Like Democrats, GOP eager to talk about jobs after debt vote
After passing a deal to raise the debt ceiling on Tuesday, Democrats vowed to focus intensely on jobs from here on out. Republicans are all too happy to oblige.
Heading into the 2012 election cycle, the campaign arm of the Senate Republican caucus is hammering Senate Democrats on jobs while trying to delicately explain the debt limit vote -- a vote that divided GOP leadership and Tea Party conservatives.
The National Republican Senatorial Committee published a web video today that contrasts positive remarks on the economy from Democrats with dismal economic statistics. The video was timed for release one year after Treasury Secretary Tim Geithner published an op-ed in the New York Times entitled, "Welcome to the Recovery."
Speaking at the Capitol on Monday, Vice President Joe Biden said that if Democrats had their way, Congress would have been focused on job creation, not the debt limit. The debt debate that Republicans pushed for, Democrats argued, stalled discussion over stimulative measures like investment in education, infrastructure and innovation.
Sen. John Cornyn, chairman of the NRSC, countered in a memo that "the reason we were even confronted with this debt ceiling debate was because of the reckless tax-and-spend agenda of this Democratic-controlled Senate... The Democrats own this economy and every Democrat candidate will be forced to defend it next year."
But while Republicans may seem just as eager as Democrats to turn to the topic of jobs, some conservatives may not let them just yet. The debt limit vote is bound to be a campaign issue for senators up for re-election in 2012. Five Republicans facing re-election next year voted for the measure, and one, Sen. Dick Lugar of Indiana, is already facing the consequences.
The political action committee for the conservative group Citizens United pledged $10,000 to Lugar's primary challenger Richard Mourdock following the vote, Politico first reported. Lugar and others could also feel the heat from conservative Sen. Jim DeMint, whose PAC may back primary challengers against Republicans who voted for the debt limit increase, the Hill reports.
The Republican establishment has called the vote a modest victory for the conservative agenda while acknowledging the conservative base's dissatisfaction with it.
"Now was this debt ceiling bill perfect? Far from it, and Republicans rightfully have fairminded differences over it," Cornyn wrote in his memo yesterday. "Many Senate Republicans, including myself, would have preferred to pass into law Cut, Cap and Balance [the failed, conservative House Republican plan]... But what passage of this bill represents is a down-payment on the larger battle ahead, and a reminder that the needed debate over spending and job creation is far from over."

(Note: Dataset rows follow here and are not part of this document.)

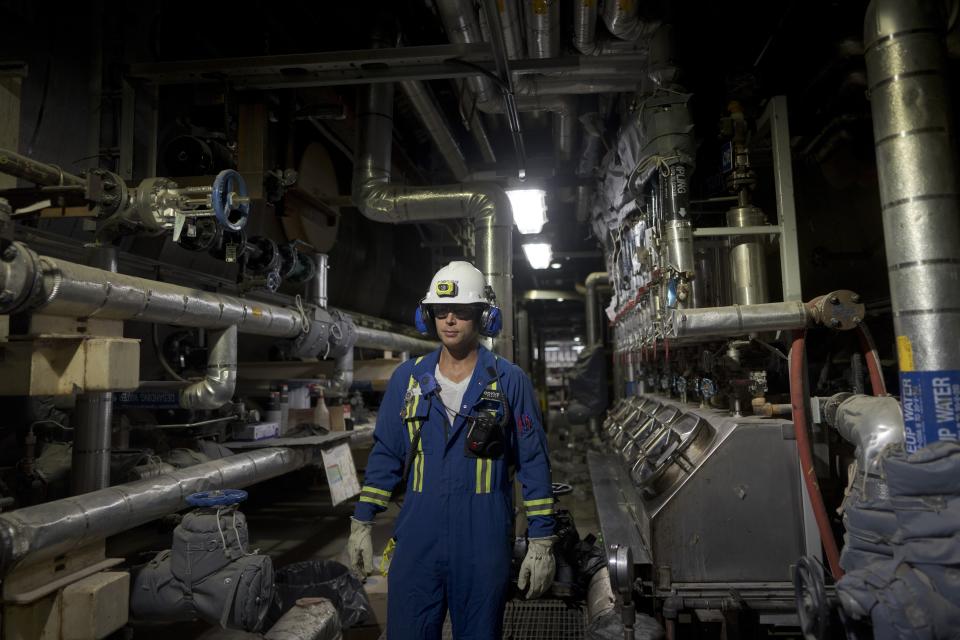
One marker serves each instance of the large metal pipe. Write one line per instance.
(740, 319)
(543, 28)
(748, 268)
(14, 164)
(384, 340)
(437, 128)
(917, 166)
(218, 384)
(592, 306)
(90, 460)
(486, 204)
(47, 530)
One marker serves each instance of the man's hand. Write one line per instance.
(538, 567)
(360, 547)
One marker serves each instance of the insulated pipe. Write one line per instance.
(543, 28)
(739, 319)
(917, 166)
(486, 204)
(218, 384)
(384, 340)
(436, 125)
(592, 304)
(14, 164)
(622, 18)
(47, 530)
(90, 460)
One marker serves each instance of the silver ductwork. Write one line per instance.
(218, 384)
(47, 530)
(543, 28)
(35, 283)
(418, 93)
(623, 20)
(917, 166)
(384, 340)
(486, 204)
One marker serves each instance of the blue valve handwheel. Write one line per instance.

In a fundraising email sent to supporters on Tuesday, the Republican National Committee hailed the passage of the bill while telling conservatives that if they really want better legislation, they should vote more Republicans into office.
"While the Budget Control Act is far from perfect, it is a step forward," RNC Chairman Reince Priebus wrote. "The bottom line is that until we vote President Obama and his Democratic allies in the Senate out of power, we won't be able to truly change the culture in Washington and deliver the results Americans like you demand."
As for the kind of change they're advocating for, Senate Republicans say they'd push for the type of legislation introduced this year by Sen. Ron Johnson, R-Wis., and backed by 20 other Senate Republicans that would ban "economically significant" regulations until the unemployment rate falls to at least 7.7 percent.
Democrats, meanwhile, now that the debt limit has been raised, want to return to an agenda that includes a bill to set up an infrastructure bank that would combine federal and private funds, a bill that would provide job training for veterans of Iraq and Afghanistan, and plug-in electric vehicles and clean energy bills.
As it stands, neither the Democratic-led Senate nor the Republican-led House has been able to do much to improve the unemployment rate, which stands at 9.2 percent.